Une nuit à Addis-Abeba
Au bout de quatre heures de vol, j’arrive dans la capitale de l’Afrique. La nuit est tombée sur Addis-Abeba.
J’ai bricolé mon anglais scolaire de Lubumbashi, j’ai fait rire, je me suis fait comprendre quand même. Aussi, je n’ai pas oublié, avec une bonne dose d’orgueil, d’exploser quelques mots de mon français, pour punir ces anglophones qui me donnent l’air d’ignorer ma langue. C’est simple : rendre la pareille, amicalement !
Au bout de deux heures d’attente et de contrôles à l’aéroport, j’arrive à l’hôtel. Une minute, je prends de l’air avant de me coucher. Arrive un gentil gars qui alterne, non sans peine, anglais et français. « Salut! »
Bilingue et francophile, en terre Ethiopienne, mon compagnon est sans doute un connaisseur, dans tous les sens du terme.
- Pourquoi un si jeune et beau gars devrait-il s’engouffrer dans cet, aussitôt arrivé, comme s’il était sous un régime de surveillance s’un magistrat? m’interpelle-t-il, tout sourire et serviable. C’est entre potes, en effet !

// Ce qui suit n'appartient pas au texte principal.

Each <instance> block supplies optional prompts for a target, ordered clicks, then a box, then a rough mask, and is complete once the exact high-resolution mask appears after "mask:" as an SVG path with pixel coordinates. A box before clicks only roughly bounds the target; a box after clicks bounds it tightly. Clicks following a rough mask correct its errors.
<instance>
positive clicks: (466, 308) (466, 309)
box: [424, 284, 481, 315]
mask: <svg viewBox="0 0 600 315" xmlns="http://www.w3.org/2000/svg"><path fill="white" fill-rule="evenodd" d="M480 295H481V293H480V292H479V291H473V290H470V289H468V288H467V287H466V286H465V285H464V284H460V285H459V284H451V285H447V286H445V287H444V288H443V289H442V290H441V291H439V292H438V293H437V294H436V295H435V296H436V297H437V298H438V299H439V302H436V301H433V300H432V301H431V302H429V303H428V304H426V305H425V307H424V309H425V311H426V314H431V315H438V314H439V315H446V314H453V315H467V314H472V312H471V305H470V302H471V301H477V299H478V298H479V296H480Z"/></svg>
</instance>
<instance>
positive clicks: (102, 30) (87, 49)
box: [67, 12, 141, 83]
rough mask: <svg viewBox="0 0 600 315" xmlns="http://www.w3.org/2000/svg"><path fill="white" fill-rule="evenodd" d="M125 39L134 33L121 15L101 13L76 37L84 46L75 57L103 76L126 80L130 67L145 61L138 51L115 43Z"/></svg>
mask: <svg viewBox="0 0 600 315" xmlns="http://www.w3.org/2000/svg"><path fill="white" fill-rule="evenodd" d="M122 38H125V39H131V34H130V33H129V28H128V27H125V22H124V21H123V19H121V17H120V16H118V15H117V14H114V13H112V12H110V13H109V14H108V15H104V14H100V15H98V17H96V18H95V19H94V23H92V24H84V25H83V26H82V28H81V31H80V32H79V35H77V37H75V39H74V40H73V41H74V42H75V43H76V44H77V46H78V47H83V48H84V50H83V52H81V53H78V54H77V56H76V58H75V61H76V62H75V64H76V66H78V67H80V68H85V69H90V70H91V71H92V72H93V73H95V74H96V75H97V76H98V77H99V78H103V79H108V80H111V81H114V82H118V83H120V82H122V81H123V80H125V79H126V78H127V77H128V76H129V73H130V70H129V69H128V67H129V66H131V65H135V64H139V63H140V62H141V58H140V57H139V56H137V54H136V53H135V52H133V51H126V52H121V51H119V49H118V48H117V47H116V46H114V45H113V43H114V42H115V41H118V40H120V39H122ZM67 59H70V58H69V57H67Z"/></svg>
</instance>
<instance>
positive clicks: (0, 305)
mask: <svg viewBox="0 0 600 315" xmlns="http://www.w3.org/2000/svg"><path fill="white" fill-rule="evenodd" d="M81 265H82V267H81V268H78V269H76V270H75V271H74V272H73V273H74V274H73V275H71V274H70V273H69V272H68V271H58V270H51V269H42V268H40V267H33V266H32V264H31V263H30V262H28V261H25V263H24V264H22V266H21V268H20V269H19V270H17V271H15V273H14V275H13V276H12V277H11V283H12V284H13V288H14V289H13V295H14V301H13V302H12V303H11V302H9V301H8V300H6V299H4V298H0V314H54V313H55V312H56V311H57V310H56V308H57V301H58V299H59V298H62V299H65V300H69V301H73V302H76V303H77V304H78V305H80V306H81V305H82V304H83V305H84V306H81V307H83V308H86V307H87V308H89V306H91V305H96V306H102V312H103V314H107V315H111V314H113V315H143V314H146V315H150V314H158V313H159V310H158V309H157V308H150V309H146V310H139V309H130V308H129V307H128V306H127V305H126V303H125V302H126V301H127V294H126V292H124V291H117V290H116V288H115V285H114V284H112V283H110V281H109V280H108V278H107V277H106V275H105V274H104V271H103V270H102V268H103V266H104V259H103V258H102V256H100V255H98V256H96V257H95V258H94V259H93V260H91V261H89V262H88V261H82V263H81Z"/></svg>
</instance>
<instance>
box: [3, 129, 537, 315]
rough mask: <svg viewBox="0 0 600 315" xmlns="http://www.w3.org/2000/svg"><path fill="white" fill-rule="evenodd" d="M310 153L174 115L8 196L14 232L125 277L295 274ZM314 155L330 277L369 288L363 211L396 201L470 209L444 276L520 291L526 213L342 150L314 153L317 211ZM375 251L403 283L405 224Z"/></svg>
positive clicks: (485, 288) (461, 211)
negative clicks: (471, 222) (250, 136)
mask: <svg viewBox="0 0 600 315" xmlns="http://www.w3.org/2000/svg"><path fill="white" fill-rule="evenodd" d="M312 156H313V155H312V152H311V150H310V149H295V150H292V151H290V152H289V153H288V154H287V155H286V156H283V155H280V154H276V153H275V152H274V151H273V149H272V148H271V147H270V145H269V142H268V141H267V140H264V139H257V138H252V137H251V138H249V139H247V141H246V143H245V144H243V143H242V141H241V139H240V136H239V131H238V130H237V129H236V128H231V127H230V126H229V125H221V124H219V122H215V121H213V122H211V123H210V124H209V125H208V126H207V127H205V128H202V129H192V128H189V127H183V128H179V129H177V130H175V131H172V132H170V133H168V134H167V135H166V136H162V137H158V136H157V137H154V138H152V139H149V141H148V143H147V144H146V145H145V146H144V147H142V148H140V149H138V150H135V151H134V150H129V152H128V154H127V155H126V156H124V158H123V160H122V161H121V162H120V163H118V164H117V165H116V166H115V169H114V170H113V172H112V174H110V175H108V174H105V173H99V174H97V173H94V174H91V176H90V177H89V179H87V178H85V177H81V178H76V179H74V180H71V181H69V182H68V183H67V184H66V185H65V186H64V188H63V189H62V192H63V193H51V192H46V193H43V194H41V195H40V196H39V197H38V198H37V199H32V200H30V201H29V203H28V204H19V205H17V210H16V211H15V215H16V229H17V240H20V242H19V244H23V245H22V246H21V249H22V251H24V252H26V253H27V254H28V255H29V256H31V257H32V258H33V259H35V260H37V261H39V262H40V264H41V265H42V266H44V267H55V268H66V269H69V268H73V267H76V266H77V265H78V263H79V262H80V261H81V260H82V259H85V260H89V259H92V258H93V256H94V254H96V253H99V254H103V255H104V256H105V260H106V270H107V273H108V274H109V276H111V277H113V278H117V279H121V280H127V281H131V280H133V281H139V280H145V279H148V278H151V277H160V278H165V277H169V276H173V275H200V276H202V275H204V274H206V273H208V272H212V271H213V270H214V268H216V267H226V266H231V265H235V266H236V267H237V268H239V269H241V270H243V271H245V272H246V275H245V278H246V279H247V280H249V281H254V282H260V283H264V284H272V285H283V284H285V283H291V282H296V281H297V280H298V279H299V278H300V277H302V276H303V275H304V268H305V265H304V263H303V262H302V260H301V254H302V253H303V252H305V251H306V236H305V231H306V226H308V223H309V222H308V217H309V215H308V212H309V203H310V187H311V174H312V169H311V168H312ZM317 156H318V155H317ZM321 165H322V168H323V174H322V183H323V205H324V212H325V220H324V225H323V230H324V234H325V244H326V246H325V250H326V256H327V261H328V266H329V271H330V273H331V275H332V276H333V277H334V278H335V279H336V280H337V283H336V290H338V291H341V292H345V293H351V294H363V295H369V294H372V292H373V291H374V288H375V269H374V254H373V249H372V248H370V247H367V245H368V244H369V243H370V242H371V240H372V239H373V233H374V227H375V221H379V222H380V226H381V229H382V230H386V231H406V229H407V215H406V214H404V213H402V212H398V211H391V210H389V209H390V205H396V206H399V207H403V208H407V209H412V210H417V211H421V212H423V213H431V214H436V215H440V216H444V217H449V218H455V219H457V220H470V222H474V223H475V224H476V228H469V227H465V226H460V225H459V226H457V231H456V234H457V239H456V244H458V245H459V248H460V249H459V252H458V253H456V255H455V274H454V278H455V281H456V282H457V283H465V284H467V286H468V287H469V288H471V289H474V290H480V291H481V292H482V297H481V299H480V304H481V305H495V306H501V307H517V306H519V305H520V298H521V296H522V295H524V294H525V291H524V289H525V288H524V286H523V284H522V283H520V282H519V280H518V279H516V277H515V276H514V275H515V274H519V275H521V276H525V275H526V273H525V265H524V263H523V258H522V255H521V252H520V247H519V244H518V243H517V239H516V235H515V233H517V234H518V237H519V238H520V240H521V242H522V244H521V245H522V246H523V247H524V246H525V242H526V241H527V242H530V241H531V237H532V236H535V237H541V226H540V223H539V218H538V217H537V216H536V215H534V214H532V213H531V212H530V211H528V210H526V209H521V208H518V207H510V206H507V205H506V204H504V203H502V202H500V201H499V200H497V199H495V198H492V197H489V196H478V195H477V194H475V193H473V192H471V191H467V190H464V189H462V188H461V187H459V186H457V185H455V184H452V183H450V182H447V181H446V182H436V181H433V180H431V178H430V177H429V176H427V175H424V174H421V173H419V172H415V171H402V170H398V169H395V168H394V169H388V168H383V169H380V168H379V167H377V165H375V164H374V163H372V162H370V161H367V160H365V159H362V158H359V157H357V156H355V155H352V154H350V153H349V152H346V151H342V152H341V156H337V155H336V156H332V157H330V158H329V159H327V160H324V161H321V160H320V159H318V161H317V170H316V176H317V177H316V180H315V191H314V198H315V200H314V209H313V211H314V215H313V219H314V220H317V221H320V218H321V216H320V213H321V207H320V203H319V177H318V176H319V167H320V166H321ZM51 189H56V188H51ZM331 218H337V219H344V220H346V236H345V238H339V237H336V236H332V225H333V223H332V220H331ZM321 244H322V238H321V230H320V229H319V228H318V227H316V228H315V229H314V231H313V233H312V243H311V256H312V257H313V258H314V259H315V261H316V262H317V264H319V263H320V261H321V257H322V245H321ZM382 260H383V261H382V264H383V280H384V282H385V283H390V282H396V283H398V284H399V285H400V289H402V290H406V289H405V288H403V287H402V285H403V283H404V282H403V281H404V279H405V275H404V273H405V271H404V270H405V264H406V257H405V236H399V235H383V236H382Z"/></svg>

- Viens, je te montre Addis ! poursuit-il.
De jolies nanans d’Addis-Abeba
Le compagnon me propose de faire un tour, d’aller voir « de belles nanans de la capitale africaine. » Sous un ton péremptoire, il soutient que « tout est beau ». Ça en a l’air, Addis-Abeba, en effet. A l’aéroport, et sur ma trajectoire, je ne me rappelle pas en avoir vu une qui soit défavorisée par la nature. Je veux dire, alertante par sa laideur ! Même la moins coquette, en effet, s’arrange pour briller. Finalement, ça semble la règle de la profession ou du moins, du recrutement à leurs postes.
De jolies nanans ! Mais ne soyons pas naïfs, c’est dans un aéroport international, dans une capitale qui savoure le prestige d’être la capitale de l’Afrique (siège de l’Union africaine). Ce sont des hôtesses. Inutile que je le dise ainsi à mon compagnon ! Où allions-nous trouver ces belles d’office offertes?
On se sépare donc, et l’ami ne peut compter sur moi pour le tour en taxi, « à dix dollars US seulement. » A dix dollars ou à n’importe quelle gratuité ou gentillesse, je n’allais offrir ma soirée de passager.
Et cet esprit nocturne qui hante
Mais une fois rentré dans l’hôtel, l’esprit du francophile éthiopien me poursuit. Pourquoi, diable, s’est-il mis sur ma route ! Je m’entretiens avec une femme à la réception pour mon repas, une jolie créature me lorgne, et lorsque je la croise des yeux, elle me couvre d’un puissant regard possessif. Ce regard-là qui vous électrocute et vous fait oublier votre chemin. Elle a eu ce sourire qui ne ment pas qu’elle invite à discuter… Bientôt elle salue, invite à parler… La belle passe et repasse, puis, descendant un escalier, me fait signe de la suivre.
- Vous voyez? Elle ne vous plaît pas? demande discrètement un concierge.
- Je ne veux pas de ça.
Ma faim, en effet, n’était nullement une affaire d’homme et de femme. Il me fallait du pain et de l’eau avant de dormir.
J’ai pensé à ma grand-mère scandalisée, la première fois de sa vie, d’entendre son petit-fils lui raconter, sans vergogne, qu’il avait dormi à l’hôtel durant son voyage. Oui, ils sont nombreux comme elle, les congolais pour qui hôtel veut dire pandémonium. Mais c’en n’était pas le cas à Addis-Abeba.
Infortuné voyageur, voilà que la belle a resurgi dans ma tête, au beau milieu de la nuit d’Addis-Abeba. J’ai pensé aussi au connaisseur francophile. Puis, après avoir prié et longtemps écrit ce billet, je me suis retrouvé sur les ailes de l’ange du sommeil. Une voix féminine me parlait au bout du fil, de la réception : la nuit était passée, le déjeuner était servi, et un bus arrivait nous prendre pour l’aéroport. Cette voix n’était pas celle d’un esprit, ce n’était pas une voix possessive. Elle était simple, gentille, celle que j’entendais à mon arrivée à l’hôtel.